There is no arguing that fresh herbs are the best things to use for your best dishes. Summertime gives us the opportunity to grow all of our favorite herbs in abundance. So, how do you save these flavors of summer for use in the fall, winter and beyond? Buying fresh herbs at the supermarket is expensive and makes most of us cringe at the thought since it was free to us all summer long after buying seeds or plants.
Unless you grow herbs indoors all year, to keep the fresh flavor, generally, there are only two choices. Freezing or drying. Most of us buy dried herbs from the spice aisle but how long have they been sitting in those jars? Drying your own, you’ll know exactly how old they are and they will give you more flavor than their store bought counterparts. Of course, having the alternative of being able to buy them at the store is better than not having them at all.
The best and most flavorful herbs to consider keeping are the ones with the most robust flavors such as oregano, mint, basil, thyme and rosemary.
Ideally, having a dehydrating machine to dry your herbs would be easiest. However drying herbs without one is not difficult. To dry herbs, simply harvest and tie together and hang them upside down in a cool dark place such a closet, basement or under a shady tree outside. Keep the bunches small so the drying time isn’t too lengthy or your harvest will mold rather than dry. Make sure each bunch has plenty of air to pass through all of it. When leaves are easily crumbled, they can be stored in an airtight jar. Saving empty herb and spice jars is an excellent way to store these.

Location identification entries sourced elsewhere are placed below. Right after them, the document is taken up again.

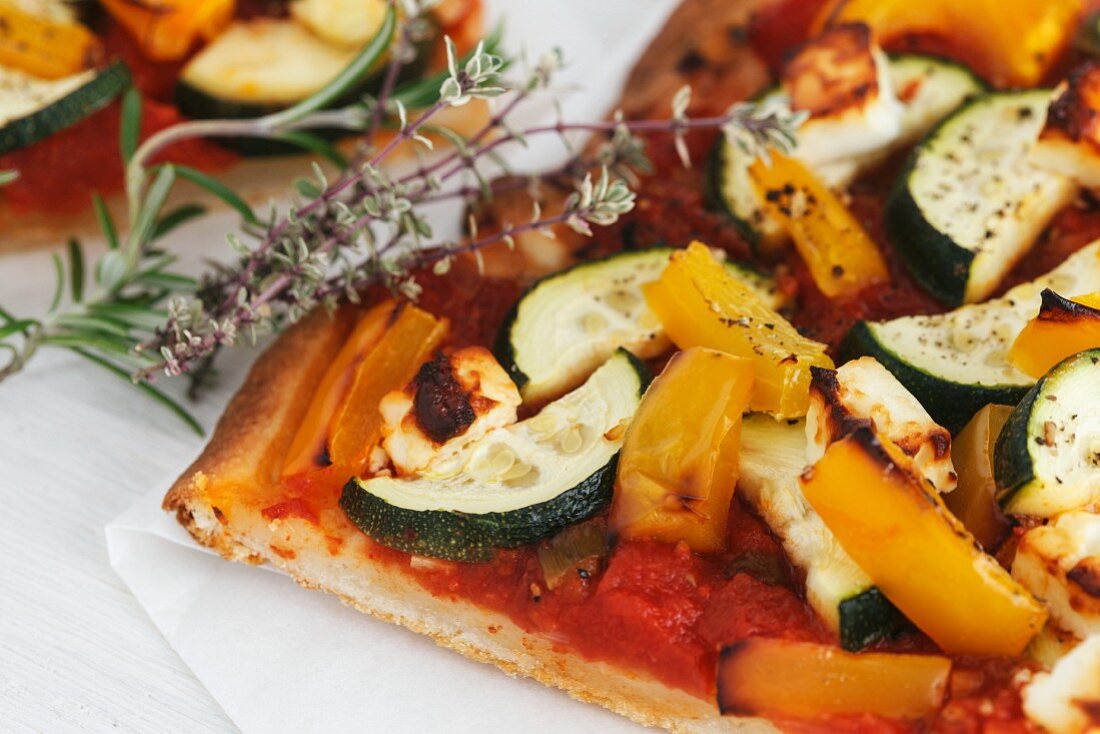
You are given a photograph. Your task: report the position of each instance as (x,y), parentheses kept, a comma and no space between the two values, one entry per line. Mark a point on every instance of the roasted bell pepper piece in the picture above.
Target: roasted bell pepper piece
(167,30)
(1062,329)
(678,468)
(897,528)
(974,499)
(44,47)
(701,304)
(391,364)
(1014,42)
(309,449)
(765,677)
(842,256)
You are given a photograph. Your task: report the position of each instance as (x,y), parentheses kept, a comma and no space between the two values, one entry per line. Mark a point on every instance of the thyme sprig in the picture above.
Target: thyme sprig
(366,225)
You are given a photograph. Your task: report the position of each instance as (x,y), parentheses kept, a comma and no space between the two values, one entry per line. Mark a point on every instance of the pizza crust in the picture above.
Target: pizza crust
(219,500)
(220,497)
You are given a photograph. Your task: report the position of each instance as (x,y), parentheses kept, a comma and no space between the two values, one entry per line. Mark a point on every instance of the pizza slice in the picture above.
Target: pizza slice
(65,66)
(824,491)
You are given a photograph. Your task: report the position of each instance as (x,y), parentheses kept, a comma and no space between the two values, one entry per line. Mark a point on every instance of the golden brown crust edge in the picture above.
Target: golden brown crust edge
(242,445)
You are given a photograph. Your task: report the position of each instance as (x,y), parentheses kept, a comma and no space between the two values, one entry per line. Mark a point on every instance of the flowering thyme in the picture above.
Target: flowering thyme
(366,226)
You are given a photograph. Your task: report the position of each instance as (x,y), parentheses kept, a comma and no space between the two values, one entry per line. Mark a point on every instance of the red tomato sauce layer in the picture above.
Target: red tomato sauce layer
(658,607)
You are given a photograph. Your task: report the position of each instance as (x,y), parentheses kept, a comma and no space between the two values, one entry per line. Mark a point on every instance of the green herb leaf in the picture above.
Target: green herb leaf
(135,316)
(106,223)
(175,218)
(17,327)
(219,189)
(344,81)
(155,197)
(316,144)
(157,395)
(130,124)
(59,285)
(76,271)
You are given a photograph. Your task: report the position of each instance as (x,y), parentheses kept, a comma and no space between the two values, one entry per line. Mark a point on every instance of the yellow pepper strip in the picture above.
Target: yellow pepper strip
(761,676)
(42,47)
(310,444)
(701,304)
(389,365)
(166,30)
(1062,329)
(1016,41)
(842,256)
(897,528)
(678,468)
(974,500)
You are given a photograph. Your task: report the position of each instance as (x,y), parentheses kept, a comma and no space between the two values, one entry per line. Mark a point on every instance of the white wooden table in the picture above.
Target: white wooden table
(78,447)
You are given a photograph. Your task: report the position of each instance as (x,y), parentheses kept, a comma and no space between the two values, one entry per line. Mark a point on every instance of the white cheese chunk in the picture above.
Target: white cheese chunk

Another alternative to hanging in bunches is to lay individual leaves, such as sage, between paper towels for drying in layers. Don’t pile these too high or make them too heavy or the mold will be an issue here as well.
Freezing herbs takes even less time and less space than drying. Instead of waiting for the herbs to dry before being able to use them, freezing them allows you to be able to use them sooner since the time to pick, bundle, dry, crumble and store is eliminated.
There are two ways to freeze herbs. One way is to incorporate oil such as olive oil. Place herbs in a food processor or blender with just enough oil to form a paste. Once the desired consistency is reached, pour into ice cube trays to freeze. After 24 hours, pop the ice cubes out of the try and place into plastic freezer bags and label them. You’ll be able to use these ice cubes in soups, stews and sauces over the winter and they will maintain their fresh taste. Already oiled, you have killed two birds with one stone so to speak. You’ll be able to use less oil in your cooking later.
The other freezing method is blanching while freezing. Chop herbs if desired or leave them whole. Pack ice cube trays with the herbs. Pour hot water into the ice tray and then put in the freezer. The hot water acts as blanching method keeping the pretty green color. Once frozen, pop them out of the ice tray and put into freezer bags and label them.
No matter what method you choose, you are using your harvest to it’s most potential while at the same time saving money by not having to buy the expensive jars of herbs in the winter. It’s fresher, it tastes better and takes so little effort, you may even want to double the amount of herbs you plant next season.